El diputado Carles Puigdemont fue nombrado candidato a la presidencia de la Generalitat por el nuevo Presidente del Parlamento, Roger Torrent. Esta circunstancia, prevista en la ley 13/2008, de la presidencia de la Generalitat de Catalunya, parece que no ha sido suficiente para superar el panorama de bloqueo constante a las instituciones de autogobierno catalanas que se practica desde el gobierno del Estado.

Y es que el recurso de Sáenz de Santamaría contra la candidatura de Puigdemont a la presidencia de la Generalitat va más allá de la causa judicial del primero o las capacidades del gobierno del Estado. Fruto de esta usurpación de funciones, el Consejo de Estado emitió un informe donde no veía ningún fundamento jurídico para bloquear la investidura de Puigdemont. En cambio, el Tribunal Constitucional se ha metido de lleno –a pesar de las horas de debate interno– obligando a una investidura presencial. El Estado quiere detener Puigdemont.

Mientras tanto, en Catalunya sigue gobernando el 155 –no lo olvidemos– y las decisiones del Parlamento no son capaces de generar un nuevo gobierno. La amenaza judicial y política preside la política catalana después de la DUI y el 155. Ninguna oferta de diálogo llega, mientras el exilio y la prisión marcan la vida de los artífices del referéndum del 1-O.

El independentismo tiene, eso sí, una asignatura pendiente: superar la propuesta mágica y asumir, en parte, su derrota. La astucia y los momentos históricos tendrían que dejar a un trabajo de base que pueda garantizar un proyecto practicable a medio plazo. No se trata de traiciones o renuncias; simplemente el Estado ha utilizado toda su fuerza para chafar liderazgos y destruir estrategias. Aquello razonable es que la agenda política de la próxima legislatura esté presidida por la recuperación de las instituciones autonómicas y del control de las finanzas de la Generalitat. El 155 ha sido una agresión de proporciones enormes.

El resistencialismo, en cualquier caso, aporta épica al momento político. Es cierto que el diputado Carles Puigdemont debería poder ser investido como Presidente. Pero, al fin y al cabo, el Estado ha demostrado estar dispuesto a pagar el precio –en términos de imagen internacional– que cuesta bloquear la investidura de Puigdemont. Incluso, por si acaso, el juez Llarena no ha permitido a Junqueras salir de la cárcel para votar en el Parlament. Atado y bien atado.

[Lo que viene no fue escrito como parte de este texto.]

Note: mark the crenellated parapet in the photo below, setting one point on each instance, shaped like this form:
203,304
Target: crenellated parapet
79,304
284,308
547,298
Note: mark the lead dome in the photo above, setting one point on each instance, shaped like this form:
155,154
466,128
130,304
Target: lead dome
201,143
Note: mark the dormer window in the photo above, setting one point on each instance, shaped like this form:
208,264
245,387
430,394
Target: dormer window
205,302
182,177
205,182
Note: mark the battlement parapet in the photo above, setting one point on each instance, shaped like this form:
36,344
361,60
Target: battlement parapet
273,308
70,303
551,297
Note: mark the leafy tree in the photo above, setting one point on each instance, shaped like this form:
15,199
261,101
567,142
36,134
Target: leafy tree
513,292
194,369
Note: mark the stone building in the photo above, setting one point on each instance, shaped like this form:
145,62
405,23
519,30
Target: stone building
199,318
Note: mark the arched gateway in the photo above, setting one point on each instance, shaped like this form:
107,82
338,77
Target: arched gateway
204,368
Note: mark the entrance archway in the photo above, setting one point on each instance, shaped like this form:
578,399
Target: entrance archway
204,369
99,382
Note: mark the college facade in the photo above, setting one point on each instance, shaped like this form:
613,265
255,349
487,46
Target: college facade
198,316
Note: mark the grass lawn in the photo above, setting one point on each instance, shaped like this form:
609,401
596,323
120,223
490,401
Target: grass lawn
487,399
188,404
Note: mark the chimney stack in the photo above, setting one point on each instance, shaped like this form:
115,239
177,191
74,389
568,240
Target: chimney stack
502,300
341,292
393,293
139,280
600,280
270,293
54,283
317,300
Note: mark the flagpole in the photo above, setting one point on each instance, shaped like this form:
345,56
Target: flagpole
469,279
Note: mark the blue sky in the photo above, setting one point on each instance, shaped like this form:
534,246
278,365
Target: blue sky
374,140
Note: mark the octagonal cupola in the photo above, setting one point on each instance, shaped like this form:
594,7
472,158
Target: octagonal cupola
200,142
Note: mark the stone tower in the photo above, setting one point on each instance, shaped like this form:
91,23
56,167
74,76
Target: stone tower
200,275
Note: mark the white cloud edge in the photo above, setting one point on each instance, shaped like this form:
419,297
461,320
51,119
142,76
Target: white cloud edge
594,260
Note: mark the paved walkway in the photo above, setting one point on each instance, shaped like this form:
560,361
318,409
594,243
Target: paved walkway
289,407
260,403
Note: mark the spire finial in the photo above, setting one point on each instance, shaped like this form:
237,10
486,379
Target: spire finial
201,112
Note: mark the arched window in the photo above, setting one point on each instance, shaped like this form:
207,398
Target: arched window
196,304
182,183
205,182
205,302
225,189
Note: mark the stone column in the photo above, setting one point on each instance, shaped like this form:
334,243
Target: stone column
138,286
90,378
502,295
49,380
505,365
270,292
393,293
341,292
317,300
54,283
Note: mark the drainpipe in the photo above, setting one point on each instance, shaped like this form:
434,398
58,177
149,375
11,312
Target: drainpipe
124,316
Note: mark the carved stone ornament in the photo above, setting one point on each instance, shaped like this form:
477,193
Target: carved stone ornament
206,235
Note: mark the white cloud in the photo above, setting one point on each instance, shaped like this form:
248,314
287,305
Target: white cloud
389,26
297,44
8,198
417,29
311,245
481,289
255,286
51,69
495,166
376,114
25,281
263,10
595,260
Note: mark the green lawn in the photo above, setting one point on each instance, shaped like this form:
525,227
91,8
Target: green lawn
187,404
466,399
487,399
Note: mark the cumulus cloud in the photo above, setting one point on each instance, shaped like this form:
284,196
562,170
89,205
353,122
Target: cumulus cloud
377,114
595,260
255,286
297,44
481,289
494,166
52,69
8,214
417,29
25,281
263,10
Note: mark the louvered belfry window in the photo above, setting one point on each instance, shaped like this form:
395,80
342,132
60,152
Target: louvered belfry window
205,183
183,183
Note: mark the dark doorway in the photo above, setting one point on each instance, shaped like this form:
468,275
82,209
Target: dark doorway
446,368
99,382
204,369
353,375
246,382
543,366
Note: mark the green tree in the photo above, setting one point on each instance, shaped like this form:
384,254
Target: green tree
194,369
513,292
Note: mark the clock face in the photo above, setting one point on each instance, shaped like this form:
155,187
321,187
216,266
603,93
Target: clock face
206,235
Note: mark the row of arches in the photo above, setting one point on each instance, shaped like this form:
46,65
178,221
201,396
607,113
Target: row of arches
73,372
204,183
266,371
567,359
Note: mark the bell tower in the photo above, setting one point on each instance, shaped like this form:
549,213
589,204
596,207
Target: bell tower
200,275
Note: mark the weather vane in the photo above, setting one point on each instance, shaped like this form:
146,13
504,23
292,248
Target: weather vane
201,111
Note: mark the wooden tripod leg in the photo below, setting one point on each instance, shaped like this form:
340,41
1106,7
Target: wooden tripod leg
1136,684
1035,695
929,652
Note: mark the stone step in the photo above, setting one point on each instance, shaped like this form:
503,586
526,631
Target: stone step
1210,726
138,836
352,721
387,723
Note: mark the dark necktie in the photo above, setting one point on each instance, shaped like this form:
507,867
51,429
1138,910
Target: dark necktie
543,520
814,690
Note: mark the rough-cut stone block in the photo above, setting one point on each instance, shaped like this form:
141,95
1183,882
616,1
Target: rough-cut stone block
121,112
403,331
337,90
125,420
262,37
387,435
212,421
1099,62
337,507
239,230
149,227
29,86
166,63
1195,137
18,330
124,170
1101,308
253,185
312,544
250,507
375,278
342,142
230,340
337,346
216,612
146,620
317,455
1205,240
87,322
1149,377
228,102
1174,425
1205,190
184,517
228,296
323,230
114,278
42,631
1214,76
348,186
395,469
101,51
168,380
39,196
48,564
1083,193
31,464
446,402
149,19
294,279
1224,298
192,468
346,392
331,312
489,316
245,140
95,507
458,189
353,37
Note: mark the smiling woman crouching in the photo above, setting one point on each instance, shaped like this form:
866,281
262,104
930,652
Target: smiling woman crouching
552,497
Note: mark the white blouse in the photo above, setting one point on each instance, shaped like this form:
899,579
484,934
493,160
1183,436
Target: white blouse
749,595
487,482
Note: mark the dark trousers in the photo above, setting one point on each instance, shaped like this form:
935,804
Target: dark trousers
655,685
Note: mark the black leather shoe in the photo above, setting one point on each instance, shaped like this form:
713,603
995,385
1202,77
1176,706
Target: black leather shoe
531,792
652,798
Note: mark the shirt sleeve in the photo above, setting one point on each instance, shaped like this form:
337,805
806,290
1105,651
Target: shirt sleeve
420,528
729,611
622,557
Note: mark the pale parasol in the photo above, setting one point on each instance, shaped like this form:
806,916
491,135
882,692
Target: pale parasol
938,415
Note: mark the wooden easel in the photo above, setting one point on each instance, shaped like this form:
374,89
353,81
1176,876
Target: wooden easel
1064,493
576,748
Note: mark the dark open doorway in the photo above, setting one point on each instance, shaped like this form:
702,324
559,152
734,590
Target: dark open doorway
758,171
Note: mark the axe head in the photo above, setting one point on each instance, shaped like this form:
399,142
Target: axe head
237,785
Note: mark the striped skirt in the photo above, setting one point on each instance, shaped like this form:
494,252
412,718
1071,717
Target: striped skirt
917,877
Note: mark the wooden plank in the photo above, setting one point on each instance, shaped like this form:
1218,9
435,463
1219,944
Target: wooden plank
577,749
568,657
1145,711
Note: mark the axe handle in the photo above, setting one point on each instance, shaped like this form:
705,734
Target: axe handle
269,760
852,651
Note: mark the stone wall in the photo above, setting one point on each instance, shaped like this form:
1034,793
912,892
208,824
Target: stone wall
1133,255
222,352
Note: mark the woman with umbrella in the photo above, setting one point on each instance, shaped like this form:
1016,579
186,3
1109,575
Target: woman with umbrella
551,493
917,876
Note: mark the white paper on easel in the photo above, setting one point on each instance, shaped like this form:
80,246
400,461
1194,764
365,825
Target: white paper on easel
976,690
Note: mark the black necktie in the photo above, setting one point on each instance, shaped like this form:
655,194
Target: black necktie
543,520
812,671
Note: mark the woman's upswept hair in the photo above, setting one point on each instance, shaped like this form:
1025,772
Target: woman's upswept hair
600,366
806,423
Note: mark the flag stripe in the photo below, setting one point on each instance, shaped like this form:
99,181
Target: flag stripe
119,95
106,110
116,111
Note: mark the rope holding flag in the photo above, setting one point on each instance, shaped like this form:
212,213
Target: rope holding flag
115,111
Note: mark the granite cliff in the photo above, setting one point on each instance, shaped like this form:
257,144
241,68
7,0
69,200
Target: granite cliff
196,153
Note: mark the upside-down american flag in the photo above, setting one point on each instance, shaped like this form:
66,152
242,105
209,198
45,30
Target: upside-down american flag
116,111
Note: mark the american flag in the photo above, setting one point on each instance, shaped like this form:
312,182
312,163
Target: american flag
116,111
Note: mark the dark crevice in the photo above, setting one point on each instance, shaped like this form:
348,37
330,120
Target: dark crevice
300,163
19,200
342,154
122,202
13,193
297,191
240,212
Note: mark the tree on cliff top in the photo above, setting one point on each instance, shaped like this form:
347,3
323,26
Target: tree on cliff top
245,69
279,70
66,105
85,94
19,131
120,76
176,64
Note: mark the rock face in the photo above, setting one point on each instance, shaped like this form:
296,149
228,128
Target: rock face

La descomposición del régimen del 78 ha llegado a sus máximas cotas. El proceso independentista planteado desde Cataluña ha acabado definitivamente con la independencia judicial y con la neutralidad de las instituciones del Estado. De hecho, la principal mentira del modelo territorial del Estado ha caído definitivamente. Recuerdo perfectamente como Xosé Manuel Beiras definía el Parlamento autonómico gallego como “Parlamentiño de cartón” mientras criticaba el centralismo del Partido Popular calificando la administración de la Xunta de Galicia como poder “autoanémico”.

La explosión de la cuestión catalana es el mejor ejemplo que el proceso de “devolution” practicado durante la Transición simplemente respondía a la necesidad de dotar de una cierta estabilidad al artefacto del régimen –y no a una verdadera voluntad federalizante o negociadora–. El centralismo retórico ha dado a un 155 agresivo y recentralitzador. Ahora, además, los parlamentarios y parlamentarias no podrán investir el diputado con más apoyos.

La no-investidura de Puigdemont es un episodio más de todo aquello que no es posible hacer dentro de este sistema político heredero del franquismo, capaz de todo para preservar la unidad de España. Incluso, si es necesario, saltarse las propias leyes.